3.4. Reverse Osmosis
Reverse osmosis is one type of membrane filtration that has been applied for treating a
wide variety of industrial effluents with the objective to separate oil from water. Sridhar et al.
(62) used the pilot-scale reverse osmosis to determine the feasibility of the process for
treating the wastewater from a vegetable oil industry. The system was found to be very
suitable for treating oil effluents having total dissolve solid (TDS) concentrations upto 52,215
mg/L. Reverse osmosis has been found to be a very promising separation process for
treatment of oil industry effluent and water recovery due to the high fluxes obtained alongside
with the significant rejection of TDS, COD, BOD, and color.

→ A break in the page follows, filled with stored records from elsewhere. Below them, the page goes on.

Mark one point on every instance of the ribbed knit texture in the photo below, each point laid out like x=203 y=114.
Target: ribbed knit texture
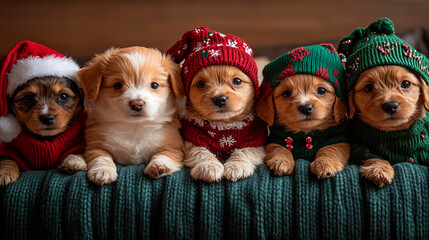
x=222 y=139
x=319 y=60
x=319 y=139
x=202 y=47
x=378 y=45
x=409 y=145
x=55 y=205
x=33 y=154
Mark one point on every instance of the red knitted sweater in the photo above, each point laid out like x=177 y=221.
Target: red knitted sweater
x=222 y=139
x=33 y=154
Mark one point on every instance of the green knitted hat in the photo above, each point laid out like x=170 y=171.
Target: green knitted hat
x=378 y=45
x=319 y=60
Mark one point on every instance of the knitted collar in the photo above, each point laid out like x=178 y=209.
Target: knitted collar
x=408 y=145
x=305 y=145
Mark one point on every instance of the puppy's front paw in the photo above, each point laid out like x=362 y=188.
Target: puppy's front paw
x=9 y=172
x=101 y=172
x=325 y=167
x=73 y=163
x=378 y=171
x=161 y=165
x=209 y=171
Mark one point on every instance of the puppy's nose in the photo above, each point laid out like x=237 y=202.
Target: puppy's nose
x=220 y=100
x=137 y=105
x=47 y=119
x=306 y=109
x=390 y=107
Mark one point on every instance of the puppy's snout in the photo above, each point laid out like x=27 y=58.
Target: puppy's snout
x=137 y=105
x=306 y=109
x=47 y=119
x=220 y=100
x=390 y=107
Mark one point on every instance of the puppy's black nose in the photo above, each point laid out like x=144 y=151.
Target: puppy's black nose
x=220 y=100
x=306 y=109
x=47 y=119
x=390 y=107
x=137 y=105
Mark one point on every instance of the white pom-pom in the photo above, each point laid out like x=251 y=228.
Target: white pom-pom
x=9 y=128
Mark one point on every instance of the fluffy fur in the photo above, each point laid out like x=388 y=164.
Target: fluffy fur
x=328 y=111
x=375 y=87
x=56 y=96
x=218 y=80
x=132 y=115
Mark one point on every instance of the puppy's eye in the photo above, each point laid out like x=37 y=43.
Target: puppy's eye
x=154 y=85
x=405 y=84
x=321 y=91
x=368 y=88
x=286 y=94
x=201 y=84
x=237 y=81
x=63 y=97
x=117 y=86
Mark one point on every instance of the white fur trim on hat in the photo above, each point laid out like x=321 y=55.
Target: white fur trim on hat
x=28 y=68
x=9 y=128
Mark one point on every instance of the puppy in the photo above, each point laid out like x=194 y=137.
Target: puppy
x=223 y=136
x=302 y=105
x=45 y=124
x=387 y=92
x=390 y=99
x=132 y=115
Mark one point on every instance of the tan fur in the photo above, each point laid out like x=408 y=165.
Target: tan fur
x=329 y=111
x=116 y=133
x=386 y=81
x=218 y=81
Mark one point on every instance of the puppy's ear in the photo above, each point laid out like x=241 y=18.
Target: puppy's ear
x=352 y=106
x=91 y=76
x=174 y=77
x=340 y=109
x=265 y=109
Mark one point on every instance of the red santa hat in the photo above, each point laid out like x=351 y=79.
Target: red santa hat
x=202 y=47
x=25 y=61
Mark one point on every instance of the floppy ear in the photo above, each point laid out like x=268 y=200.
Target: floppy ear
x=340 y=109
x=352 y=106
x=265 y=109
x=90 y=76
x=425 y=93
x=174 y=77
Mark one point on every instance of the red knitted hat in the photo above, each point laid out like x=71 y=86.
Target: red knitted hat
x=202 y=47
x=25 y=61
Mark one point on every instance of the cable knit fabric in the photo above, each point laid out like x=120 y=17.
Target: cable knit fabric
x=222 y=139
x=409 y=145
x=305 y=145
x=55 y=205
x=33 y=154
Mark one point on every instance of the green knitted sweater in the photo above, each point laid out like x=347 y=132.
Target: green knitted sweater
x=409 y=145
x=306 y=145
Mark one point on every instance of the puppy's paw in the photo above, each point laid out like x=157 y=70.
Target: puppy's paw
x=209 y=171
x=378 y=171
x=9 y=172
x=280 y=166
x=325 y=167
x=101 y=172
x=161 y=165
x=73 y=163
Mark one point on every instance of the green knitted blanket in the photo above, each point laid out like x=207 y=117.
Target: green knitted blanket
x=55 y=205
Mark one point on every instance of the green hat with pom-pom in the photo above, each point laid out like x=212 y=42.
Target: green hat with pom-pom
x=378 y=45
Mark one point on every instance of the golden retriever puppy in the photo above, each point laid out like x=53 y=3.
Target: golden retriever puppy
x=223 y=136
x=132 y=114
x=388 y=99
x=300 y=100
x=45 y=127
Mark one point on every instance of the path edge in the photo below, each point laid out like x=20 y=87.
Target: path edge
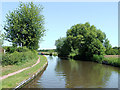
x=23 y=83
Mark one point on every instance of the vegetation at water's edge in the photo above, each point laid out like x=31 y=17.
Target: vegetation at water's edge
x=18 y=56
x=86 y=42
x=25 y=25
x=14 y=80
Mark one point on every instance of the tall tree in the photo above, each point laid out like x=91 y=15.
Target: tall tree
x=84 y=40
x=24 y=26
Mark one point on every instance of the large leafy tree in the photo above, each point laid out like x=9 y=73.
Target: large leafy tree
x=24 y=26
x=87 y=39
x=84 y=40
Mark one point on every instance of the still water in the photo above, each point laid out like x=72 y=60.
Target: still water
x=62 y=73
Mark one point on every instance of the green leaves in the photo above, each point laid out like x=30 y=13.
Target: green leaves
x=24 y=26
x=84 y=40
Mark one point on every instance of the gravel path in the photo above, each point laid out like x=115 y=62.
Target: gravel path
x=11 y=74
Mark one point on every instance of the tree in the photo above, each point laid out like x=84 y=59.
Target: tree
x=24 y=26
x=1 y=38
x=63 y=47
x=83 y=40
x=108 y=47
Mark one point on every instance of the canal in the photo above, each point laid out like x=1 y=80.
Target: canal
x=62 y=73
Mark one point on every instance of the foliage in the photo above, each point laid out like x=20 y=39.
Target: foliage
x=9 y=49
x=24 y=26
x=17 y=57
x=98 y=58
x=22 y=49
x=2 y=36
x=115 y=61
x=63 y=47
x=82 y=40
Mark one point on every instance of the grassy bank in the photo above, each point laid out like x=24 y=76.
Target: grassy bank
x=14 y=80
x=114 y=61
x=12 y=68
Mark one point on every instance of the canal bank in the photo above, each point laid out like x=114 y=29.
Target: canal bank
x=20 y=79
x=62 y=73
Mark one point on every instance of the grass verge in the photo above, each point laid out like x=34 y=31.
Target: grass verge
x=114 y=61
x=12 y=68
x=13 y=81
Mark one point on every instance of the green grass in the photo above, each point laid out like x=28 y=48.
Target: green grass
x=14 y=80
x=115 y=61
x=12 y=68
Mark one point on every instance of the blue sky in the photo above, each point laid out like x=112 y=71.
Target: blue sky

Application of reverse osmosis units in conditions when the feed may be contaminated
with crude oil and fuel oil spillages with feedwater comprising NaC1/water solutions of
2,000–35,000 mg/L concentration is also reported (63). In this work, hydrocarbons retained
in solution in water were not found to exhibit damaging effects on the performance of the
reverse osmosis membranes. However, it was reported that diesel contamination possibly
posed harmful effects with a capacity to reduce membrane fluxes to zero if present in large
concentrations for even short periods of time. Hexane, which is one of lighter crude oil
fraction can also cause serious deterioration of the performance of reverse osmosis membranes
when in contact, in pure or emulsified form. The damage is worse in more concentrated
hydrocarbon mixtures and at longer exposure times. The damaging effects of the
hydrocarbon contaminants are also dependent on types of membrane. Hodgkless et al. (63)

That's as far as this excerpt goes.